Puis y'a moi. Indécise, c'est vrai. Moi et ma guitare trop douce pour le reste de l'ambiance, qui me compresse la poitrine et qui glisse des chaussettes dans mon pantalon avant de fouiller mon tiroir à jupe. Moi et mon coeur qui volète d'une personne à l'autre sans que j'arrive à le fixer, qui accumule les vieilles choses et les connaissances de façon maniaque avant de tout lâcher du jour au lendemain. Je sais pas trop où je vais. Mes cheveux changent de couleur une fois par mois et ma coiffure est une vivante image du chaos. La prochaine fois je les raserai peut-être. Comme pour la musique, je suis incapable de me fixer. Je fais de la guitare mais j'ai fait du violon. De la flûte. Du piano. J'ai appris à danser à faire de la voile et à monter à cheval.
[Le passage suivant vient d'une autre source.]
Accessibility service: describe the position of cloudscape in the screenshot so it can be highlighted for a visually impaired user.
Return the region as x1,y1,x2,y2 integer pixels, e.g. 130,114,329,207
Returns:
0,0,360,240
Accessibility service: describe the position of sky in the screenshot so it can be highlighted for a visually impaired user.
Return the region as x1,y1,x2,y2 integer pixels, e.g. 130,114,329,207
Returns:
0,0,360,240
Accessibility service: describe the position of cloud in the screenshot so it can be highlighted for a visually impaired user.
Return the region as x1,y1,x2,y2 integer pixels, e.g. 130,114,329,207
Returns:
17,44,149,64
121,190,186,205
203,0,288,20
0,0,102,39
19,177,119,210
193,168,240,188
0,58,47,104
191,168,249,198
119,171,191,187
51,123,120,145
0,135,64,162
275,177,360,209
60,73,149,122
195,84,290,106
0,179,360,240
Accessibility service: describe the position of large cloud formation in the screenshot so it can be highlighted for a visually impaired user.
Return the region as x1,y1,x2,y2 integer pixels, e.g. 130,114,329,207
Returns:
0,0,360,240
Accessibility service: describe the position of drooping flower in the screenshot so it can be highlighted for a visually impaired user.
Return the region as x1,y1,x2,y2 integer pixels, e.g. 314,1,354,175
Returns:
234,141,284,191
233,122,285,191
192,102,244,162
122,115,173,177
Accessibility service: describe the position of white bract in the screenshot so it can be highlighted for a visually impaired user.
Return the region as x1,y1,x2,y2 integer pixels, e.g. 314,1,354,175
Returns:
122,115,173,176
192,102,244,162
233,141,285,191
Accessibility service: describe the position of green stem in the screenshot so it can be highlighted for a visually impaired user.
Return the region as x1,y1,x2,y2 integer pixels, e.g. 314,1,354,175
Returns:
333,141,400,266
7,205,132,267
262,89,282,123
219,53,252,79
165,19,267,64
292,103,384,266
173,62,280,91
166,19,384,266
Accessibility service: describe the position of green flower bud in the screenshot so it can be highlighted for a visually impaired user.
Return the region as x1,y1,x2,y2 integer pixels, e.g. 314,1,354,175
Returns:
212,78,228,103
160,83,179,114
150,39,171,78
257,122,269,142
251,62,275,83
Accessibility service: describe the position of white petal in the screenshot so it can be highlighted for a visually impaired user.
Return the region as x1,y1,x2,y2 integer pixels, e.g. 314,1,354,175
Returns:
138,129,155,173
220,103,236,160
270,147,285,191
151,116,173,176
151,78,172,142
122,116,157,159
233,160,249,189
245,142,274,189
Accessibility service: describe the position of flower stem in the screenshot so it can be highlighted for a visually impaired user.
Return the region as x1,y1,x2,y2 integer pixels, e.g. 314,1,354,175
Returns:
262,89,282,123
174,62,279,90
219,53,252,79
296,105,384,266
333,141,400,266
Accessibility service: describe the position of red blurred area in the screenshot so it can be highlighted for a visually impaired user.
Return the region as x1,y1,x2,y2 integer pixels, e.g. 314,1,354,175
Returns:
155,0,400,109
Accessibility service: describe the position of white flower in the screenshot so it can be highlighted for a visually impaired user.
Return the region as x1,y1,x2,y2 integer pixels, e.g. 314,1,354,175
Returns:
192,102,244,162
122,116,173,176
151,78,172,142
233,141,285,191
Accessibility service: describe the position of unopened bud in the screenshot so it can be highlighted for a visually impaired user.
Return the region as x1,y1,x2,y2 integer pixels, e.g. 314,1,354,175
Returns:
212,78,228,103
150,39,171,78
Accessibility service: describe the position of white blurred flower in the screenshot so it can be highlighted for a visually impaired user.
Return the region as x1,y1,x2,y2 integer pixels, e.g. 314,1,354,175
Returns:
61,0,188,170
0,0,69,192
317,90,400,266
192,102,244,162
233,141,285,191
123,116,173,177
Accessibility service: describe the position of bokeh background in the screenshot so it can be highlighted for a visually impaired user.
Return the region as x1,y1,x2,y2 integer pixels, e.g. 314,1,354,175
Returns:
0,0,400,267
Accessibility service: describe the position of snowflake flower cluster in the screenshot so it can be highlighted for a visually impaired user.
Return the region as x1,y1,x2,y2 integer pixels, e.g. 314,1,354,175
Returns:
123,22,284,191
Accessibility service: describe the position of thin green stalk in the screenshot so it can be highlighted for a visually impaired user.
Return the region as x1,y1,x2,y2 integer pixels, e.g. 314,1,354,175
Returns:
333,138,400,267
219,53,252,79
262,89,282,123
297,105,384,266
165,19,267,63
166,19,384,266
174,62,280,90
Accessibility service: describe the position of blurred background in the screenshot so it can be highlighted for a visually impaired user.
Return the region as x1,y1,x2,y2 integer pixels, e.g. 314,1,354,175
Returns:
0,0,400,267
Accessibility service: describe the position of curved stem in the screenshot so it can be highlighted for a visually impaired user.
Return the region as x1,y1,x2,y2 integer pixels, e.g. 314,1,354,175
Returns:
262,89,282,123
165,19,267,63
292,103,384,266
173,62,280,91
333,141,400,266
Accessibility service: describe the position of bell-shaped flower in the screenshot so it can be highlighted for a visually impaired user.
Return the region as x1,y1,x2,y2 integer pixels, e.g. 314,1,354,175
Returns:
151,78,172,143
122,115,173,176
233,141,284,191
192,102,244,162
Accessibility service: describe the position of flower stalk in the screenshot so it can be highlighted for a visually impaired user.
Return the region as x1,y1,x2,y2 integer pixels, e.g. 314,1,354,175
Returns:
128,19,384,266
Je sais écrire des haiku, coudre et construire des meubles. J'ai toujours voulu tout tenter, du coup j'ai jamais été très bonne à quoi que ce soit. Je ne sais pas si j'aime le flou ou si je suis simplement instable. Pour Nora, je suis son joli pissenlit, son akène volage. Ça me convient. C'est un joli mot, Akène. On l'a raccourci, on a neutralisé son orthographe, et voilà mon nom de scène. Aken.
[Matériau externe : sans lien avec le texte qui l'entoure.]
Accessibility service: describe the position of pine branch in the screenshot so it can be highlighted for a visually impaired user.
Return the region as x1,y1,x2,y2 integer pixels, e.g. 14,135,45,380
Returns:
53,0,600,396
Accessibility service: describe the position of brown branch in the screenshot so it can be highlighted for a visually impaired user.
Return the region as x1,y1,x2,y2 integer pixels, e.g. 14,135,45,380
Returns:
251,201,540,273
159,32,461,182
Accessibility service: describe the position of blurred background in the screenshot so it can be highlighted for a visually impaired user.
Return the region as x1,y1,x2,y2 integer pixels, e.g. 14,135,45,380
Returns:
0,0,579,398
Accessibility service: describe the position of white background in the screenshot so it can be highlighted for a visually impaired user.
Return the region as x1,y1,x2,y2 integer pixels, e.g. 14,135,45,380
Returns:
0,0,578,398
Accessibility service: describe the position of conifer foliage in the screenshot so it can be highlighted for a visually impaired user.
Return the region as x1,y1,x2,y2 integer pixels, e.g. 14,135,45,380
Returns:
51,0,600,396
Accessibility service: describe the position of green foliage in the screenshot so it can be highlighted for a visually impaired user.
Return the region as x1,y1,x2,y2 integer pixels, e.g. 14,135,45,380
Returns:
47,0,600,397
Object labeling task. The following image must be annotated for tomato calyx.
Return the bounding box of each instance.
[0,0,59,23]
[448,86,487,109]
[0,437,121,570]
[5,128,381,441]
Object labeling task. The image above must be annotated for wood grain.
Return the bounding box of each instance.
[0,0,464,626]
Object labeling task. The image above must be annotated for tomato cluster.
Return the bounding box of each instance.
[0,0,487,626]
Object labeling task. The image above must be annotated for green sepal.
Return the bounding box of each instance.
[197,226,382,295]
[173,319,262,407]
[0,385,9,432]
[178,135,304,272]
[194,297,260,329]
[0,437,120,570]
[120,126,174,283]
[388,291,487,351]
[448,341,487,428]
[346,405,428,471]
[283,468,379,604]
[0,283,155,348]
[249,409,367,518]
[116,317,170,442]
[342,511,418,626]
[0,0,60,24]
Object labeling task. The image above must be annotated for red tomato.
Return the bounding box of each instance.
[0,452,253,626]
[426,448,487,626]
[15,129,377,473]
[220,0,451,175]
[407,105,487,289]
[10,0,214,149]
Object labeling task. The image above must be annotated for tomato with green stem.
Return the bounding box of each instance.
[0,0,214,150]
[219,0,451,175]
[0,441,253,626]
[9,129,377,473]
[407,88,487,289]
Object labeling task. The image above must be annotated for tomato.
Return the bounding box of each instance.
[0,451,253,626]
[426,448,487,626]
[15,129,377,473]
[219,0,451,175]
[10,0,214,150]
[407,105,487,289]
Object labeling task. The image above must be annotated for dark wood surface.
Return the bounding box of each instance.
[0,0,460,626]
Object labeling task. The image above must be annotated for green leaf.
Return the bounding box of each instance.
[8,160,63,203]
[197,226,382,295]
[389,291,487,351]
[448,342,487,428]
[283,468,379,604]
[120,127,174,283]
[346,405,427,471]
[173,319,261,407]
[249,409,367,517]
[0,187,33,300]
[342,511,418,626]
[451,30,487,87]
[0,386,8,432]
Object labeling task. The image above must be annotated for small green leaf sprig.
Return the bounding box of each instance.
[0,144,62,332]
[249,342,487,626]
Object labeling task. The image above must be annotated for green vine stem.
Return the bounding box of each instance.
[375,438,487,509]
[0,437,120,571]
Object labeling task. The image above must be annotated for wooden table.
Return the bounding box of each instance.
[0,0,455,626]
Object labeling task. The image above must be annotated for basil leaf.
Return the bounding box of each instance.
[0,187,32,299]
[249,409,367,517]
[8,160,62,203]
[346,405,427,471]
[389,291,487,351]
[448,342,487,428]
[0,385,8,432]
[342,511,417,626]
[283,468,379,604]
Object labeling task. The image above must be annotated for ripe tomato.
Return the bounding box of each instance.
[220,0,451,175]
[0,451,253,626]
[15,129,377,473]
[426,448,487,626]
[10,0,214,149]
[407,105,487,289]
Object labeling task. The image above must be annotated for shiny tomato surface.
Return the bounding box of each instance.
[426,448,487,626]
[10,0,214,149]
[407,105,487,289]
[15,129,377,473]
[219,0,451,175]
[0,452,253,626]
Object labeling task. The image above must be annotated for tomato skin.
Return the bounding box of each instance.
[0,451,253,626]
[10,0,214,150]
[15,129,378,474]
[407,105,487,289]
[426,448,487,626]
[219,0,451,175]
Enfin voilà. On avait mis des plombes à se trouver un nom de groupe.

Au départ, c'était juste Nora et Zahid, seul.e.s, à galérer entre les bars et les contrats précaires après qu'ils ont quitté le conservatoire en grande pompe - j'crois que Nora avait craché sur le directeur parce qu'on avait refusé de la mettre dans les choeurs féminins de leur chorale, un truc comme ça. Et puis je sais pas trop comment, Zahid avait pris Sam sous son aile ; il avait même financé en partie sa batterie, et une fois qu'il lui a mis des baguettes entre les mains de toute façon Sam les avait plus quittées. Et puis j'étais devenue l'amie de Sam ; et puis il m'avait présenté, parce que je jouais de la guitare, parce que j'aimais la musique, parce qu'on s'entendait bien ; et puis j'étais resté.

Du coup, on a le groupe. A peu près stable. Pas encore super doué, mais carrément prêt à en découdre. Et là, entre deux répétitions, des reprises, des compos, on avait commencé à se creuser le crâne pour se trouver un nom.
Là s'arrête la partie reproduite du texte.